O que se passa com as Democracias no mundo ocidental ?

Yascha Mounk escritor, académico e conferencista explica a razão da erosão das Democracias no Mundo Ocidental, assente em 3 fatores:

Soma zero. Como soma zero Mounk define a relação entre o fraco crescimento económico nas democracias ocidentais e consequente menor rendimento dos cidadãos a partir de finais de 90, em contraponto com os benefícios para os imigrantes ou minorias étnicas à custa do contribuinte, sic: “ À medida que os cidadãos foram sendo tomados por uma ansiedade profunda quanto ao futuro, começaram a olhar para a política como um jogo de soma zero – um jogo em que qualquer benefício para os imigrantes ou para as minorias étnicas será conseguido à sua custa.”

Imigração. Mas se os nacionais (ou a maioria étnica nesses países) viam a política como soma zero, as ditas minorias, após décadas de migração e de activismo social, viram na política a soma da igualdade, exigindo mais direitos; nomeadamente, à nacionalidade e à representatividade.
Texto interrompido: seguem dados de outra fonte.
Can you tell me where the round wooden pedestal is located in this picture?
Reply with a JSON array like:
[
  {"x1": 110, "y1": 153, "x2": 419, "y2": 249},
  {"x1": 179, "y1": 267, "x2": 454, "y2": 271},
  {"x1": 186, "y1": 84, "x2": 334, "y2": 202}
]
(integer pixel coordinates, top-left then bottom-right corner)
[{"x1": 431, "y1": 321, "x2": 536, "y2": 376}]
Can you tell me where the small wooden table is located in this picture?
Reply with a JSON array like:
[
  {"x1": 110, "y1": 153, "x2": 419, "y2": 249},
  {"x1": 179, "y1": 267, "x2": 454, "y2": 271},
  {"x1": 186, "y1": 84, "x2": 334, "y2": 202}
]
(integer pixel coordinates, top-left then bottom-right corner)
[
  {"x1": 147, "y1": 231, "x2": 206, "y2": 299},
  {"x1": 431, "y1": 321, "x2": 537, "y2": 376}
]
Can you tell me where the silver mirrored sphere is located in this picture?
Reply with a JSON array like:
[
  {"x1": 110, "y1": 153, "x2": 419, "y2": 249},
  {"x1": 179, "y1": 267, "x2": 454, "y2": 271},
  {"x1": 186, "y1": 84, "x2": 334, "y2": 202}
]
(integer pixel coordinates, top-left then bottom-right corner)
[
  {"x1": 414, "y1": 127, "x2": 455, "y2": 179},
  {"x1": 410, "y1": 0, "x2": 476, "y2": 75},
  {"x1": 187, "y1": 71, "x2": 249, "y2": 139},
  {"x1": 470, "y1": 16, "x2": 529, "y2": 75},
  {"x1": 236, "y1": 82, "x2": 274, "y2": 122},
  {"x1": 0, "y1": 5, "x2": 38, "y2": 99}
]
Se por um lado parte da população aceita, outra sente-se ameaçada. Nesta medida, o Multiculturalismo e a Diversidade Étnica têm sido encarados como ameaça na generalidade dos países ocidentais. Quando Orban foi eleito na Hungria tinha como principal bandeira a promessa de não permitir a entrada de mais imigrantes no seu país. Foi eleito com maioria. Trump tinha como um dos seus maiores trunfos durante a campanha a construção de um muro por forma a conter a entrada de mais imigrantes no seu país. Em França, há muito que a Frente Nacional de Marine Le Pen tem vindo a ganhar terreno. Na Áustria, Holanda, Finlândia e Alemanha os partidos de extrema-direita têm vindo a ganhar terreno de forma galopante, em nome do povo, do Nacionalismo…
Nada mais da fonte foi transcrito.